Birth Name: | Giles Edward Dixon Oldroyd |
Nationality: | British |
Fields: | Plant symbioses |
Workplaces: | University of Cambridge Stanford University |
Education: | University of East Anglia University of California, Berkeley |
Thesis Title: | Identification and characterization of Prf a resistance gene in tomato |
Thesis Url: | http://oskicat.berkeley.edu/record=b15788202 |
Thesis Year: | 1998 |
Doctoral Advisors: | )--> |
Notable Students: | Yiliang Ding |
Awards: | Royal Society Wolfson Research Merit Award |
Spouses: | )--> |
Partners: | )--> |
Giles Edward Dixon Oldroyd is a professor at the University of Cambridge,[1] working on beneficial Legume symbioses in Medicago truncatula.[2] He has been a Royal Society Wolfson Research Merit Award winner and the Society of Biology (SEB) President's Medal winner.[3] From 2014 Oldroyd has been in the top 1% of highly cited plant scientists across the world.[4]
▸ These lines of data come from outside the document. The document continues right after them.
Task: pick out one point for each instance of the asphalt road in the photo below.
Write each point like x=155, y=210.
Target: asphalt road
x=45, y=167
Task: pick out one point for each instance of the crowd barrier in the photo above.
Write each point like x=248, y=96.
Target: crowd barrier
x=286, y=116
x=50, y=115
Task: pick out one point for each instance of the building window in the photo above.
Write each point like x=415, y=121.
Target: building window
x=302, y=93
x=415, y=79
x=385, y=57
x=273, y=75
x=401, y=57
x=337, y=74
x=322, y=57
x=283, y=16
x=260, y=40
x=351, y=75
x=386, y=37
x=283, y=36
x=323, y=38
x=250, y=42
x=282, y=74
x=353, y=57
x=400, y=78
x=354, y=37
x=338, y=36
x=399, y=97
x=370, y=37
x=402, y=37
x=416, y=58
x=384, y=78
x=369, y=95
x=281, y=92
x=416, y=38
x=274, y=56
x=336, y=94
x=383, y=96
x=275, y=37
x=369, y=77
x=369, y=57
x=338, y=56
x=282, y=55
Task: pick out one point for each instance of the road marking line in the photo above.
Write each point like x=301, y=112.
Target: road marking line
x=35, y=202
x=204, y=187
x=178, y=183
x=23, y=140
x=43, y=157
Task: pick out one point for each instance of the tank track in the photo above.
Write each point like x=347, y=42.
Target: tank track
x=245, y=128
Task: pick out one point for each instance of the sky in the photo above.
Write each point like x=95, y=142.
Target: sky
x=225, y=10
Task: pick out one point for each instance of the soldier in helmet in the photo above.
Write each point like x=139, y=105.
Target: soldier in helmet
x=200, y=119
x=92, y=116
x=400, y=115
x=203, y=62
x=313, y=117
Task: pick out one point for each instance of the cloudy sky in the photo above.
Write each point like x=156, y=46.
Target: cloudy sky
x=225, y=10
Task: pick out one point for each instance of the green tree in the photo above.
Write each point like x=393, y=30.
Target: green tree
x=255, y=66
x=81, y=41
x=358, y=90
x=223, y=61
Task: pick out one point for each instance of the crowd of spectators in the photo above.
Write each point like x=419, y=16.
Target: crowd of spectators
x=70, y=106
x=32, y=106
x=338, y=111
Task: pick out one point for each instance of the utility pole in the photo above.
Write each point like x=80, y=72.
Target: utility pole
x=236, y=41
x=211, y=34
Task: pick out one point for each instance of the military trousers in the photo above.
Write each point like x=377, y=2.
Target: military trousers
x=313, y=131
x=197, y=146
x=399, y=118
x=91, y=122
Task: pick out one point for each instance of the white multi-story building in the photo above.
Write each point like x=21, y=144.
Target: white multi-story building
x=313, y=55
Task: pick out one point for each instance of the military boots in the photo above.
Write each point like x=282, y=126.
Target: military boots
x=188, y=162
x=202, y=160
Oldroyd attended Huntington School, York before studying for a BA degree in plant biology at the University of East Anglia from 1990 to 1994.[5] He completed his PhD in 1998 at the University of California, Berkeley, studying plant/pathogen interactions in tomatoes.[6]
After his PhD, he moved to Stanford University to work as a postdoctoral scientist studying legume/rhizobial interactions in the laboratory of Sharon R. Long.[7] [8] [9] In 2002, Oldroyd moved to the John Innes Centre to start his own research group and in 2017 he moved his research group to the Sainsbury Laboratory, University of Cambridge. In 2020 Oldroyd was appointed to the Russel R Geiger Professorship of Crop Science in the Department of Plant Sciences, University of Cambridge and Director of the new Crop Science Centre, a partnership between the University of Cambridge and the National Institute of Agricultural Botany.
Oldroyd's work focuses on understanding the signalling mechanisms that allow the associations with these beneficial micro-organisms and the use of this information to transfer the nitrogen-fixing capability from legumes to cereal crops. His website says "Our work has implications for global agriculture, but we are most interested in the application of our work to benefit small-holder farmers in Sub-Saharan Africa".
In 2012 Oldroyd was awarded a $10m research grant from the Bill & Melinda Gates Foundation in collaboration with other symbiosis research groups. Their aim is to engineer cereal crops such as maize to undergo the beneficial root nodule symbiosis in order to obtain the nutrient Nitrogen without the application of agricultural fertilisers.[10] [11] The Enabling Nutrient Symbioses in Agriculture (ENSA) project received a further $35 million grant from Bill & Melinda Gates Agricultural Innovations in 2023.[12]
As of March 2023, he has an h-index of 81 according to Google Scholar.